Disputes within the construction sector have risen since the Australian Building and Construction Commission was abolished, a government minister claims.
Seizing on the most recent data from the Australian Bureau of Statistics, Employment Minister Michaela Cash said the number of days lost due to strikes on building sites had increased by 34 per cent since the abolition of the ABCC in June 2012.
According to the government’s analysis of the data, the sector has lost an average of around 12.9 working days per thousand people employed since the ABCC’s abolition in the middle of 2012 – up from 9.6 days over the period of the period during which the ABCC was in operation from September 2005 up until the abolition in 2012.
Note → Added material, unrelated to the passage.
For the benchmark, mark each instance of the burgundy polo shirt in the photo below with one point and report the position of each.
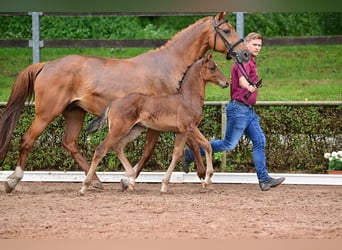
(238, 93)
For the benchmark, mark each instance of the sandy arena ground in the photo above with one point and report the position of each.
(42, 210)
That contradicts an ACTU analysis which purports to show that disputes fell by 65 per cent following the ABCC’s abolition – the union body saying that adding quarterly figures to reveal annual totals as opposed to using quarterly averages mitigated seasonal variations.
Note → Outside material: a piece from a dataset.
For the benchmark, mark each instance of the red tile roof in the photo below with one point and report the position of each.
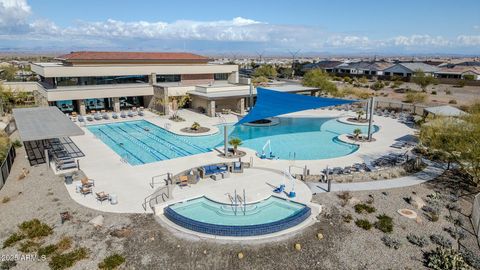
(140, 56)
The dispute comes as prime minister Malcolm Turnbull has threatened to call a double dissolution if the Bill to reintroduce the ABCC is rejected by the Senate for a second time. Unions and employer groups are ramping up arguments for and against the reintroduction of the building industry regulator.
In a recent appearance before the Senate Education and Employment Committee, Construction, Forestry, Mining and Energy Union National Secretary Dave Noonan said a reintroduced ABCC would provide no benefits for industry but would discriminate against one group of workers by imposing harsher penalties that did not apply to the rest of the workforce.
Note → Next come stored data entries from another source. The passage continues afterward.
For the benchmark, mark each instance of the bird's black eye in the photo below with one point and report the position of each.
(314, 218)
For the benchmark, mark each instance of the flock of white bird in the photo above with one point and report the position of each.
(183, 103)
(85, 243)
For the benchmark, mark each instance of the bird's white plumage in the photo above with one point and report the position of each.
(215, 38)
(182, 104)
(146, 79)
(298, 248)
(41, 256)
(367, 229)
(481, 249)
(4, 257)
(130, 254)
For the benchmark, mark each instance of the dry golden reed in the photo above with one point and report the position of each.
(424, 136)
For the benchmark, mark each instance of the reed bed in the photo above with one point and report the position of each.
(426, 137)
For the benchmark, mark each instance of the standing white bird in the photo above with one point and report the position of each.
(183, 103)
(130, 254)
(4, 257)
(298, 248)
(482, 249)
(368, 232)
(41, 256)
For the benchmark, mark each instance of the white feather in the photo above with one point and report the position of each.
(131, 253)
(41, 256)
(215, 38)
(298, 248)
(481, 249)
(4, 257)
“Ministers in the Turnbull Government, the media and the Fair Work Building Commission have all said we need a tough ‘cop on the beat’ to stamp out corrupt and criminal behavior,” Noonan said. “The ABCC is an industrial regulator and has never had any role in investigating breaches of the criminal law.
“When looked at objectively, it’s clear that the ABCC is not about improving the industry in any way. It’s about taking away workers’ rights in order to benefit the hip pocket of developers and large multinational construction companies.”
Conversely, Australian Industry Group CEO Innes Willox said the need to restore the regulator had been more than adequately demonstrated.
“The unacceptable actions of the CFMEU and other construction unions add extra costs on to every taxpayer funded road, building, school and hospital across the country,” Willox said. “These extra costs are inevitably passed on to consumers.
“We strongly urge Senators to pass these Bills when Parliament returns on 18 April and to stop the endless delays.”